Written Tears

It’s cold inside. The winter has bitten back with tiny nips of darkness and blight. Mostly. Here the weather is warm and the thoughts are distant, tiring. Here the sun is bright and there is no threat of icy, slippery, travel – of all types. Perhaps only on the inside.

I do not like to cry and yet, there are moments of clarity where it seems so necessary. So rain-like. The quality of washing a city’s worth of grime from my thoughts and heart. My eyes become clear, lines and emotions become crisp. The depth of feeling swims in leaps and bounds only for a moment, then is gone. An eddy that held my fingers and thoughts, fleeting tidal wash.

Life continues. The sun slowly rises in its late-Winter ennui, stabbing at the morning with faint will. The wind is cool and stark, the city more so. It feels so, inside me. The struggle with human nature – the loneliness we seek to evade – haunts the backs of all our minds. Primate behavior drives it from the day-to-day but we all realize that it is there, lurking. We are singularly alone in our thoughts. All of them, dark and light, take only the inward path – like the oft-walked dirt short cut, where vegetation has pulled back and refuses to grow, like the hard cracked earth that allows nothing in, nothing out. We let our thoughts run those paths over and over until they become chariot ruts in the road of our lives. Time creates the lock: it’s hard to break out of the ruts without… without…

Direction. Will. Power. A destination. Vision.

What I thought would be my struggle is not. What I thought would be my nemesis is merely a shadow on a hazy morning, begging me to look at it while my real destruction lies elsewhere. It is not how I thought it would be, this life. Perhaps I’ve tricked myself before. Who hasn’t?

Now I wonder. Recently asked, “how have you chosen your course in life?” Answer, deciding upon the choices offered to me at the time. Perhaps its time to step up once more and make my own decisions, without the obvious question in front of me. I have so rarely done that. I’ve followed the rut until there was a fork in the road then made my decision then. Perhaps it’s time to look out beyond the road, beyond the sheets of dark clouds and rain.

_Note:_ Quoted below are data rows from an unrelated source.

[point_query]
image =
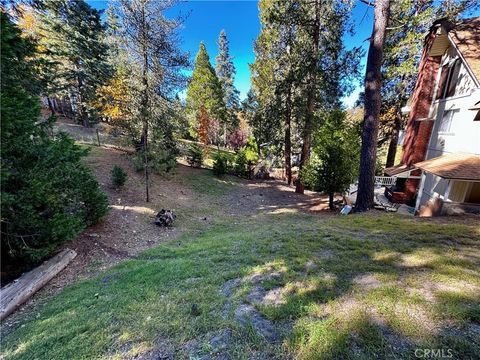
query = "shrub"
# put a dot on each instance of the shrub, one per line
(161, 160)
(240, 167)
(118, 176)
(220, 164)
(48, 194)
(195, 155)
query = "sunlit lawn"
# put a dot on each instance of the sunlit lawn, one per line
(360, 286)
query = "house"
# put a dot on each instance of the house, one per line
(439, 172)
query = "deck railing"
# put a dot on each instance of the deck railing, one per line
(385, 180)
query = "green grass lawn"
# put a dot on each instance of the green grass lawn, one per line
(361, 286)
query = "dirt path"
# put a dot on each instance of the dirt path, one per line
(128, 228)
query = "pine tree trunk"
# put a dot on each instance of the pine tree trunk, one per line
(307, 131)
(288, 140)
(368, 155)
(330, 201)
(392, 147)
(145, 102)
(50, 106)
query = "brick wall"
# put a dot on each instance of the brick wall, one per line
(417, 134)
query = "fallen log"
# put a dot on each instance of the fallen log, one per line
(20, 290)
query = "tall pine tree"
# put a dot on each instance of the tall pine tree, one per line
(225, 70)
(151, 41)
(72, 39)
(204, 90)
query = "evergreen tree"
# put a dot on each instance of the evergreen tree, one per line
(225, 70)
(150, 39)
(292, 81)
(204, 89)
(72, 36)
(372, 105)
(410, 21)
(48, 194)
(336, 152)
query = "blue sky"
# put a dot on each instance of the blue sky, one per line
(240, 20)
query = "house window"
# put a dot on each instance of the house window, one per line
(473, 195)
(446, 121)
(442, 82)
(453, 78)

I’m looking for a light in the darkness, a path I can follow. I’m looking for the right light broadcast from some dizzying place that reminds me of my true self. Is the lesson that I am the light, that the path lies of my own choosing, my own thoughts. Creation in the palm of my hand, in the slant of my thought, in the weave of my own imagination. What can my life be if not my own perfect creation? It’s time to let go of all the fetters, of all the illusions of safe. It’s time to close my eyes and imagine more than a road, more that the well-worn ruts of others. It’s time to dream. What world can my mind grow?